O perfume envolve a pele para a tornar mais apetecível. No jogo de sedução, o destino é a pele e o perfume, uma máscara. Segundo Georg Simmel, o cheiro é o mais intrometido dos sentidos. Invade, sem cerimónia, o espaço pessoal, a “esfera de intimidade”. Pode-se desviar a vista, tapar os ouvidos, evitar o contacto, mas afastar o cheiro torna-se mais complicado.

Nós somos construtores de catedrais, estradas e estádios de futebol, mas também somos construtores de verdades. Associamos, desde a antiguidade, o perfume ao erotismo. Este anúncio resume-se a mais uma réplica. A vida é feita de pequenos ecos, que educam as mentes e os corpos. Se é suposto o perfume ser erótico, o que o desmente? Se, no futuro, as organizações governamentais, as organizações não governamentais e algumas empresas rotularem, por exemplo, os perfumes como tóxicos, é possível que tóxicos venham a ser.

Sondemos, de forma abreviada, alguns contributos de psicólogos.

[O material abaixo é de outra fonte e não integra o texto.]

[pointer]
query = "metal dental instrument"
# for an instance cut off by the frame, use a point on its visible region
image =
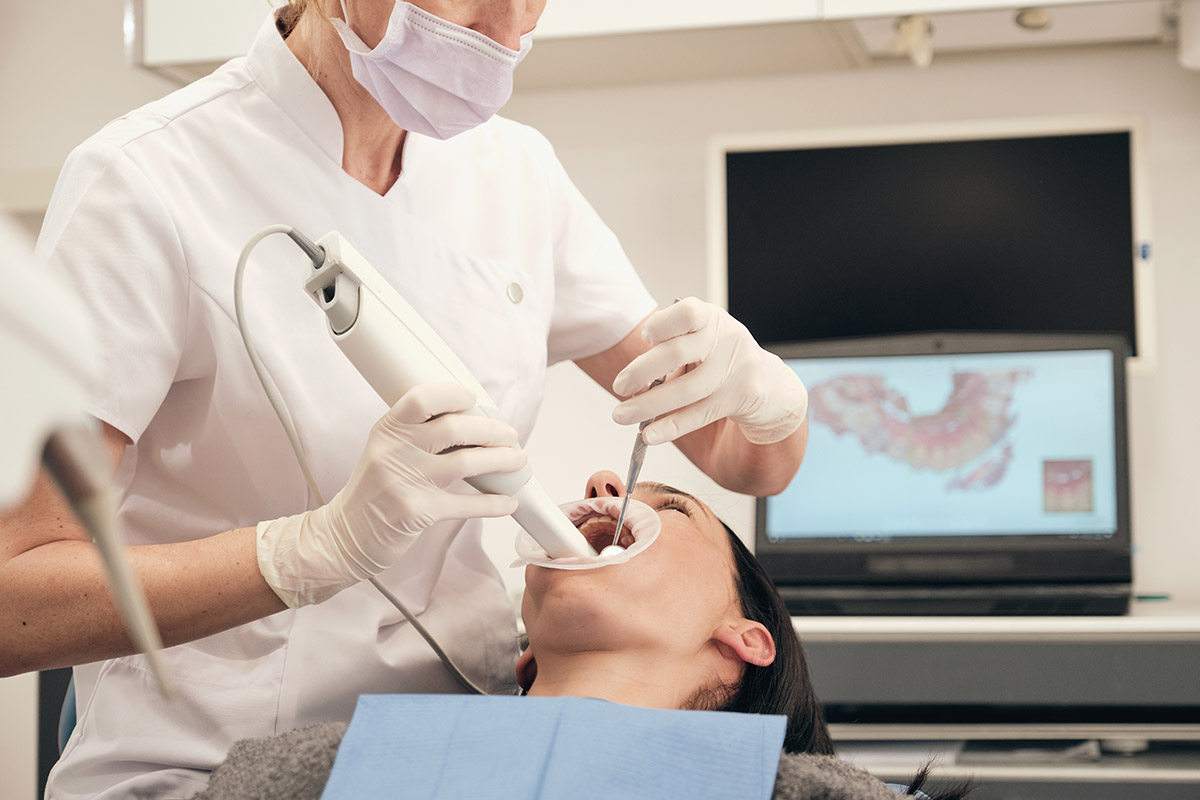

“Determinados perfumes podem fazer-nos descair para o domínio do erotismo graças à presença – discreta mas ambígua – de notas animais, como as almíscares ou a algália”. Um parênteses: convém evitar confundir animalidade e erotismo. As “notas animais” geram, quando muito, efeitos humanos

“O perfume de amor não existe (…) numa relação amorosa, a acção desenrola-se em dois tempos. Primeiro, a etapa da sedução, onde se opera uma primeira aproximação dos corpos: somos, então, autorizados a penetrar na esfera do outro, no seu espaço privado, que é, também a sua zona de aromatização (parfumage), onde se captam realmente as fragâncias (…) Quando a relação erótica se instala, instala-se uma outra alquimia. Neste momento, temos sede de carne, de vida à nossa frente… O corpo a corpo esquece o perfume, a excitação exige os odores do corpo verdadeiro e rejeita os artifícios exteriores” (…) Atente-se, também, na reputação das feromonas, sinais odorosos emitidos pelos animais destinados à sedução e à reprodução, cuja existência no homem foi comprovada, mas de modo algum o efeito.” (Ces parfums érotiques. Psychologies. Décembre 2003, pp. 1-2. Endereço: http://www.psychologies.com/Beaute/Parfums/Articles-et-Dossiers/Ces-parfums-erotiques/4).

Um último apontamento. Uma pessoa quando mergulha no perfume de outrem compartilha uma atmosfera olfactiva. Nesta troca há quem não resista a marcar o cheiro do parceiro. Na rua ou em casa, o outro desdobra-se em dois, tantos quantos os perfumes que transporta.

 

Marca: Ranking. Título: Introducing S&X, The new fragance from Ranking & Azzi. Reino Unido, Outubro 2016.